During the recent essay rush (which explains the recent lack of activity on VdT), I was grappling with the question of Galatia. What was the problem there? What was Paul writing against? I won't expand on this now - reflections on all this semesters modules will appear after the exams in June - but of great help was the excellent book by Frank Thielman, Paul and the Law - a Contextual Approach. Trying to find a coherent path between Lutheran views of the OT law on the one hand and the NPP on the other is a difficult task, but Thielman achieves it. Here are some of the points on which I concur with Thielman:
- 'works of the law' in Galatians, and generally, refers to all of the stipulations of Torah.
- the Mosaic Covenant is no longer in force.
- the law of that Covenant still has a function for believers as a redemptive-historical account that is re-interpreted in Christ (Blomberg has a helpful section on this in Jesus and the Gospels); the phrase 'the law of Christ' is relevant here.

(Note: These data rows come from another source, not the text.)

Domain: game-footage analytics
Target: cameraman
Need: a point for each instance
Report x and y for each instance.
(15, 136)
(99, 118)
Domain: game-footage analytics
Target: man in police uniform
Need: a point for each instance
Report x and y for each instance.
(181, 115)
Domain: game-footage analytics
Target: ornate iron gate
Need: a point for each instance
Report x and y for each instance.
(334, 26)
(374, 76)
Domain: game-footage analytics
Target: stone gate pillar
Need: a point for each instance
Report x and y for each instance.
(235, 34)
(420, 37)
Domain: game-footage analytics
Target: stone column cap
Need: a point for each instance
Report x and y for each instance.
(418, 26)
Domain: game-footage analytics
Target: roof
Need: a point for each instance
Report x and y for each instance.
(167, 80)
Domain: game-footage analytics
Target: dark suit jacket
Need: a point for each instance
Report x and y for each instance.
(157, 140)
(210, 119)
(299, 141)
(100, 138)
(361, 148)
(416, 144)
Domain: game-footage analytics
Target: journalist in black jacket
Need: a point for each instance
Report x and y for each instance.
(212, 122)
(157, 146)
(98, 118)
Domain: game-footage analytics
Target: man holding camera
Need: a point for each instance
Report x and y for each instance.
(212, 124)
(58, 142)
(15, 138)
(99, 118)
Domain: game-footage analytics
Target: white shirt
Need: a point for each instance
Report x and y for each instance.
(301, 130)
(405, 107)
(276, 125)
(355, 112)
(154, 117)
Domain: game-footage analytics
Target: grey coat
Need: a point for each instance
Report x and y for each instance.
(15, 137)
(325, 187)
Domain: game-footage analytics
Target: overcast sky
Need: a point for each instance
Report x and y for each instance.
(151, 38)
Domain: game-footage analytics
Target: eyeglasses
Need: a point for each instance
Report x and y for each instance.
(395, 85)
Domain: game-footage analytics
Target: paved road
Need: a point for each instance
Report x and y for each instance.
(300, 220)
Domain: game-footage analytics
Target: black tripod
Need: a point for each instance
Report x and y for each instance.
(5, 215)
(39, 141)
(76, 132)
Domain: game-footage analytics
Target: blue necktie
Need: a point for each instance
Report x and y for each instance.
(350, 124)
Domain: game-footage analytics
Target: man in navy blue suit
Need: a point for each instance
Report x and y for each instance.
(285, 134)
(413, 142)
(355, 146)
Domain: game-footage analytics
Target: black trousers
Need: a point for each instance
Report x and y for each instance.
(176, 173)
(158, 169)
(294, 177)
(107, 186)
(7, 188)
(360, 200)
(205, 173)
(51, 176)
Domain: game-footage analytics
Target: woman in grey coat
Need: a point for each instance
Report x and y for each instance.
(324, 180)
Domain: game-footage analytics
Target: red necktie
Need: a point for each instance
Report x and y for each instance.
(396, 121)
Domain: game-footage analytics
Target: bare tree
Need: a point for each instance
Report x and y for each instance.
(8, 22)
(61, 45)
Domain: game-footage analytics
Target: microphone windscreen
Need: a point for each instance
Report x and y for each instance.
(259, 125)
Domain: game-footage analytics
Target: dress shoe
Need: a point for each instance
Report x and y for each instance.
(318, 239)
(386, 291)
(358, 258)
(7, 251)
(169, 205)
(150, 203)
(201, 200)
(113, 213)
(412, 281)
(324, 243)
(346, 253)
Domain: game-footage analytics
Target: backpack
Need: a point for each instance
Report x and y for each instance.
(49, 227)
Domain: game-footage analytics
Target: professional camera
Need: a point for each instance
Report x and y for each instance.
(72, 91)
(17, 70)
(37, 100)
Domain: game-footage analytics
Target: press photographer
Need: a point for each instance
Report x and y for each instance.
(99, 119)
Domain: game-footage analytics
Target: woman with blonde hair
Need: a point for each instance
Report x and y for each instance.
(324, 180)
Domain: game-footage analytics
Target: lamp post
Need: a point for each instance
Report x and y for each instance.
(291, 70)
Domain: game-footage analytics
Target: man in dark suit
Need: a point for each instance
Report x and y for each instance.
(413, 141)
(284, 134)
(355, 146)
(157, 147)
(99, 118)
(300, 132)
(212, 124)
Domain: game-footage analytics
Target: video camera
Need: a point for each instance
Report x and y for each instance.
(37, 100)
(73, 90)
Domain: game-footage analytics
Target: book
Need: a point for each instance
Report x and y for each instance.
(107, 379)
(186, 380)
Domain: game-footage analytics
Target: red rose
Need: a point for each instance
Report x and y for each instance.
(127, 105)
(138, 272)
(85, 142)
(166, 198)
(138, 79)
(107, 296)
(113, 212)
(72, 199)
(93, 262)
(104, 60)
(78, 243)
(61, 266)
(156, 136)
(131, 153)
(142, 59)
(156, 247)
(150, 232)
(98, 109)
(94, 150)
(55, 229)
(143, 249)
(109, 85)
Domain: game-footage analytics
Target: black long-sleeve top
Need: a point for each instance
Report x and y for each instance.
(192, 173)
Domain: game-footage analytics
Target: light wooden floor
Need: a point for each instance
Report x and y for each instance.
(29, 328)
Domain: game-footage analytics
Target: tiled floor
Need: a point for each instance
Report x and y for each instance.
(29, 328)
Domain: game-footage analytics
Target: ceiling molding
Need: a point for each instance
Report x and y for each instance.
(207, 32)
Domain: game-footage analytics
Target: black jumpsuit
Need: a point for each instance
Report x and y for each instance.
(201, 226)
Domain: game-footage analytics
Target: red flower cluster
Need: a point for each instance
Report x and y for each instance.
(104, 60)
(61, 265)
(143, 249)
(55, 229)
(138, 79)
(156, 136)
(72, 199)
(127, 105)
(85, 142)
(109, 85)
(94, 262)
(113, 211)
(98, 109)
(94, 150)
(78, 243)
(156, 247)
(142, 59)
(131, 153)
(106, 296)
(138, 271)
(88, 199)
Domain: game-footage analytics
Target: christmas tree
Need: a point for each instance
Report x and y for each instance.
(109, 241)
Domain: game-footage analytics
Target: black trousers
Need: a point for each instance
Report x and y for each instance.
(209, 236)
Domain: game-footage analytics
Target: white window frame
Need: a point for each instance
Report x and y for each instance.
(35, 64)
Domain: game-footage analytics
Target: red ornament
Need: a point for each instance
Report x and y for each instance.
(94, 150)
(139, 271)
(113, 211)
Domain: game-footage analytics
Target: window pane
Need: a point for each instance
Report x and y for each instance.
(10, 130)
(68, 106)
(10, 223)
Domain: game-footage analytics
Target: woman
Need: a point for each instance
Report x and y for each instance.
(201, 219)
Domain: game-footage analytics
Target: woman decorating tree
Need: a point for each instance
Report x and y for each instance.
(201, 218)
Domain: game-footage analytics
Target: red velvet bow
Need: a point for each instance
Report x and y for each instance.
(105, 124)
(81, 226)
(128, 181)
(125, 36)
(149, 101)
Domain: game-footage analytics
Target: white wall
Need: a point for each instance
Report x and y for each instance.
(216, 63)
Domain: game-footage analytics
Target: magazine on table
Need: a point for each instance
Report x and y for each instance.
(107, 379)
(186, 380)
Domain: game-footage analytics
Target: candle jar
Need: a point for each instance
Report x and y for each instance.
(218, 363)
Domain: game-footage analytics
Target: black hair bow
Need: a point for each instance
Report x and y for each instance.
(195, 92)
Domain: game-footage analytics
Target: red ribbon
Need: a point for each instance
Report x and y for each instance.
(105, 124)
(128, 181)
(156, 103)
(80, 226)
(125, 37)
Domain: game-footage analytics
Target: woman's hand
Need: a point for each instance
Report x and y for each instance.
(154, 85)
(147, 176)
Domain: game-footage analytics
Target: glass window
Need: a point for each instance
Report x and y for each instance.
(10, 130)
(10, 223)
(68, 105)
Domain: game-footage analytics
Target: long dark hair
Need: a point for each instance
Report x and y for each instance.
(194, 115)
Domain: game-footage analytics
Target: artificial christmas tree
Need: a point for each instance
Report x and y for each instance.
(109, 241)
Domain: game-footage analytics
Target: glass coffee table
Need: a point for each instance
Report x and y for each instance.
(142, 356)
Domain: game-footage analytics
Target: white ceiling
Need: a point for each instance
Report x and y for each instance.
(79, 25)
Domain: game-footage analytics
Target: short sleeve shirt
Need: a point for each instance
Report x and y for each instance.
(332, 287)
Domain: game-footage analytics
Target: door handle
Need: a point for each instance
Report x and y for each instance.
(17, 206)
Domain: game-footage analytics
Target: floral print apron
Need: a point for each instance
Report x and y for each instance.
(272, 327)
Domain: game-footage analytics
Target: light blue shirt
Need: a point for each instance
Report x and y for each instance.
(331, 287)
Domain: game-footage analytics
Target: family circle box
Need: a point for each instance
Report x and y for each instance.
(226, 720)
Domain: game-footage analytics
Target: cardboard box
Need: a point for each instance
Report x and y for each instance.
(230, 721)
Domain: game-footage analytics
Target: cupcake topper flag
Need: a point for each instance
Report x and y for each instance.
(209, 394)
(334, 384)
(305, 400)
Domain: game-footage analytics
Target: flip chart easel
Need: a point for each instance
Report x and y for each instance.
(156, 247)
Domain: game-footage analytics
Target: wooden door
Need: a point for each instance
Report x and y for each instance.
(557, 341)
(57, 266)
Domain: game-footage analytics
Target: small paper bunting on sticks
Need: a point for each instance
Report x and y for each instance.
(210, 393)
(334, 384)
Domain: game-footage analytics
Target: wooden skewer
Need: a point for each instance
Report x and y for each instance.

- Paul did combat legalism, but the Mosaic system is not inherently legalistic, neither was Second Temple Judaism universally legalistic.
And here's what Tom Schreiner said about it:
Having recently completed my own book on Paul's theology of law and having read Frank Thielman's important dissertation From Plight to Solution: A Jewish Framework for Understanding Paul's View of the Law in Galatians and Romans (1989), I was eager to read his newest work and was not disappointed since it is a splendid book.